Connections: Red Flags

The news that anti-Semitism is rising in this country today, here as well as around the world, has to be confronted

Anyone who reads this column will have an idea of where I stand politically, but they haven’t heard much, if anything, from me about religion. My first husband and I used to say we had the same religion, by which we meant none. Our notion was that my Jewishness and his Protestantism were entirely secular. (It will remain for our children to say whether they missed a religious upbringing.)

Ev went a step farther than most. Coming home from college one day, at a time when The Star still did job printing, he found a membership booklet being prepared for the East Hampton Presbyterian Church — and physically lifted his name off the page.

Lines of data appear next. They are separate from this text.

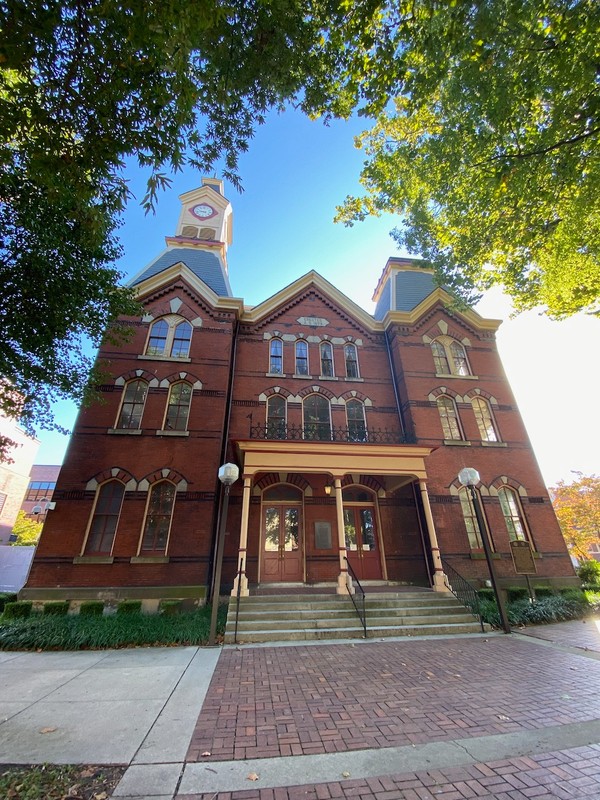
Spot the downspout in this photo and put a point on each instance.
(223, 454)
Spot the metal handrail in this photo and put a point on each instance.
(463, 591)
(362, 616)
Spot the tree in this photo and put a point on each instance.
(26, 530)
(488, 147)
(577, 507)
(85, 85)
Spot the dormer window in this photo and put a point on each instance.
(170, 336)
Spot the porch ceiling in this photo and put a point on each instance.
(331, 458)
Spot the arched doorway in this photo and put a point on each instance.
(282, 535)
(362, 537)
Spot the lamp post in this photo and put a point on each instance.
(228, 475)
(469, 477)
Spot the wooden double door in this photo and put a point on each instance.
(282, 543)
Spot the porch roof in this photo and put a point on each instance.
(331, 458)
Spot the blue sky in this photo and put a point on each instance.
(294, 174)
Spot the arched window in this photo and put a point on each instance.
(440, 359)
(178, 407)
(449, 417)
(170, 337)
(513, 515)
(485, 421)
(182, 338)
(276, 357)
(470, 518)
(276, 417)
(326, 360)
(105, 518)
(351, 361)
(317, 417)
(158, 517)
(301, 358)
(157, 341)
(357, 427)
(132, 407)
(450, 357)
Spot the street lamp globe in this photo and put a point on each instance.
(228, 474)
(468, 476)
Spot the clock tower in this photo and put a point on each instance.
(203, 234)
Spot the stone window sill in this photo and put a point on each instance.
(149, 559)
(178, 359)
(93, 560)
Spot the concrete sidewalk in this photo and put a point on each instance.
(491, 716)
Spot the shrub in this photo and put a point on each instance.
(91, 608)
(18, 610)
(7, 597)
(589, 571)
(58, 608)
(129, 607)
(169, 607)
(517, 593)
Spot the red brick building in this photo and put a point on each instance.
(349, 430)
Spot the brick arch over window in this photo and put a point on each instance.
(354, 395)
(176, 377)
(505, 480)
(364, 480)
(165, 474)
(137, 374)
(435, 393)
(113, 473)
(316, 390)
(274, 390)
(482, 393)
(270, 478)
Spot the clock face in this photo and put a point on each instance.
(203, 211)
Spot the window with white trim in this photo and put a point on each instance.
(326, 360)
(132, 405)
(450, 357)
(449, 417)
(105, 518)
(351, 361)
(159, 513)
(276, 417)
(169, 337)
(317, 417)
(301, 357)
(485, 420)
(357, 426)
(513, 514)
(178, 406)
(276, 357)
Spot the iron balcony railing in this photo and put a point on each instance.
(317, 432)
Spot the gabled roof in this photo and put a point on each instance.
(204, 264)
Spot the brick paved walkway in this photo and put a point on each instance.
(584, 633)
(562, 775)
(282, 701)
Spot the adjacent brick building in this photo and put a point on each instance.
(349, 430)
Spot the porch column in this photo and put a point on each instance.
(439, 582)
(243, 578)
(344, 584)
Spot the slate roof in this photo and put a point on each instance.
(206, 265)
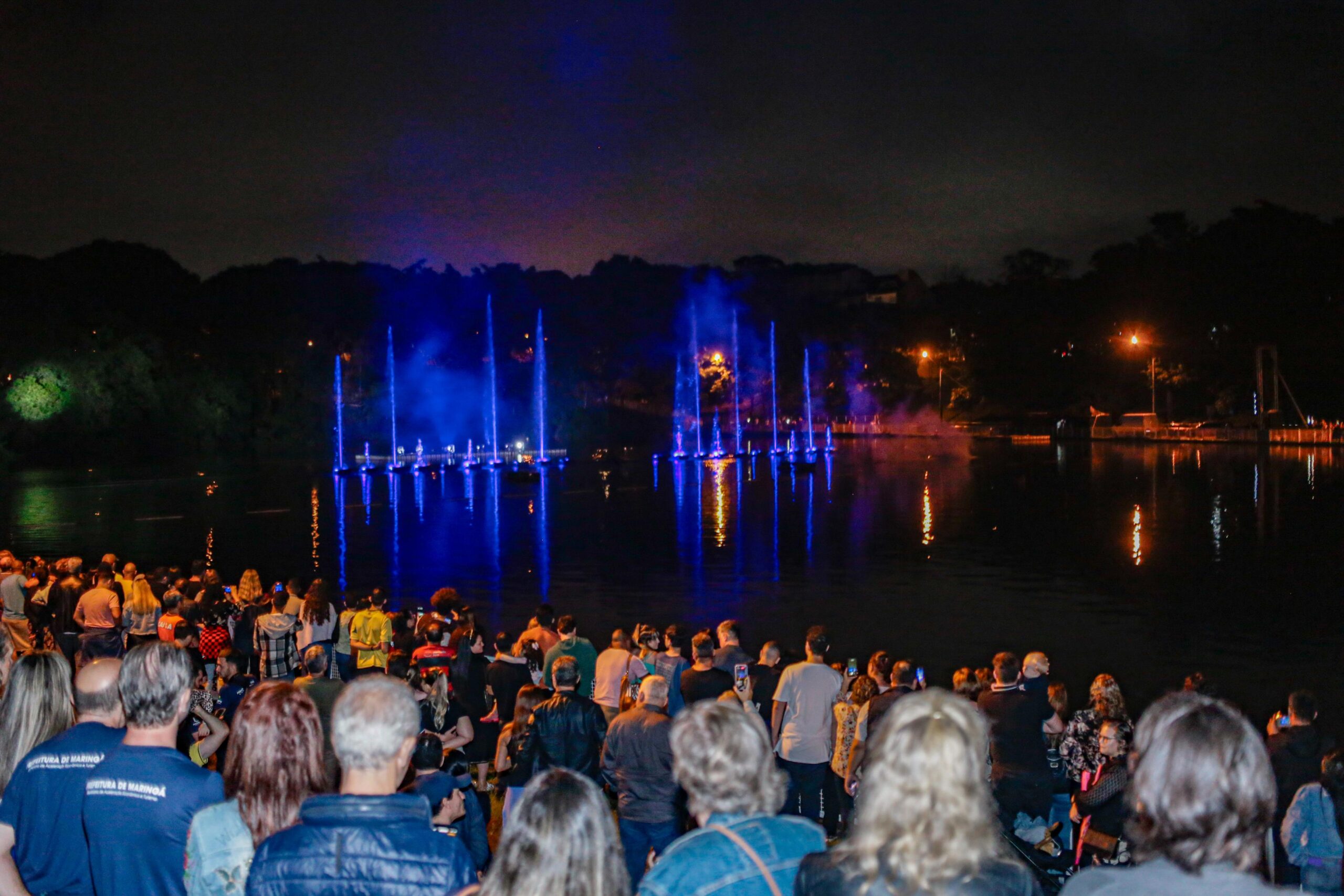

Those were still the days of what was called “hot type,” but even if you don’t know much about printing before computerization you can imagine how it worked. 

I grew up in a household that was one generation removed from Jewish immigration, and with the adults around me I learned about what happened to European Jews during World War II. My maternal grandfather had arrived here in about 1906 during a period of frequent pogroms in Bessarabia. I understood why he often said we could not trust anyone who wasn’t Jewish. I didn’t believe him, but I didn’t argue, either. 

Like my Jewish relatives today, I have always been comfortable in my ethnicity. Jews had a significant presence in the Bayonne, N.J., of my childhood. That community wasn’t free from bigotry; I sometimes heard bad comments about the black minority, although I never witnessed hatred in some physical form. Coming to East Hampton, I found that my mother-in-law, Jeannette Edwards Rattray, stood tall against prejudice. Out to dinner one night she told an East Hampton relative a thing or two when he came to our table and started denigrating Jews. I knew anti-Semitism existed here, as elsewhere, but it never seemed to warrant much attention. Haters will hate. 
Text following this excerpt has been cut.